If I owe you an email, all apologies. If you’re actually reading this blog in hope I’ll post something intelligent, apologies too. There will be something here soon. In the meantime, back to work.
A work interlude
For all sorts of good reasons, I try to keep this blog completely divorced from my day job. I don’t blog from there, and I don’t talk about what goes on within it’s secretive halls here. Still, today I thought a public acknowledgement was appropriate. I’ve been failing to find the motivation to update my skills to properly use both div-based layouts and cascading style sheets. This hasn’t really been a problem, but my colleague Nick has been a little irritated this past week that, while working together on a big project, some of my coding got a bit too rough around the edges. So, herewith: Nick, who knows and blogs about such things, is right, and I’m wrong. I must learn and use div layouts and .css just as soon as they current crazy times are past.
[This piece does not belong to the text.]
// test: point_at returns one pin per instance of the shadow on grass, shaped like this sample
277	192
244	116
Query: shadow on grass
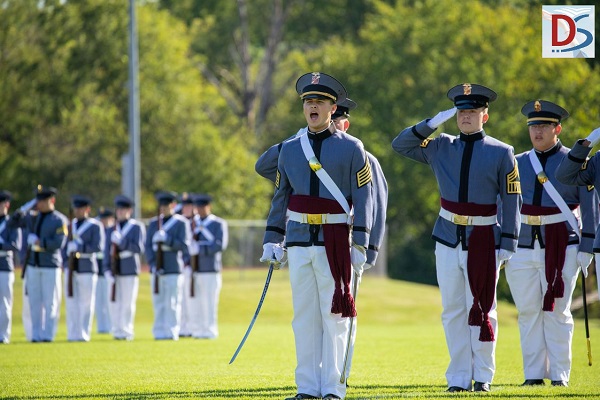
359	392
And I will.
Catching up…
So, I didn’t blog about World Fantasy in Madison, where the International Society of the Little Pink Drink was convened, with at least one member in absentia. We’ll reconvene in Brisbane at Easter, hopefully with all members present. In the meantime, it occurs to me that there are some of you out there celebrating (hi USAians), some of you I owe manuscripts / proposals / emails / gifts / phone calls / other good stuff. I’m doing what I can, and you will get it soon. In the meantime, I’ve completed my share of the work on Fantasy: Best of 2005 and Science Fiction: Best of 2005. If all goes as it has in previous years, I’ll see nothing more till January, when copies will start to appear. This is the final year I’ll be co-editing those books with Karen Haber. It’s been fun, and I’ll miss sharing opinions with her. I also signed and returned the contracts for Best Short Novels: 2006, the third year’s best novellas book. I was interested (I think that’s the polite word) to see that the ms. is due on 15 February, so I guess you can all imagine one of the main things I’ll be doing in the best six or eight weeks.
I’m also a little taken aback to see if we’ve started the runup to the festive season already. Parties and ‘graduations’ at the girls’ schools, Christmas parties and such. I think it should be calmer this year (fingers crossed), and I’m determined to relax. It should be fun.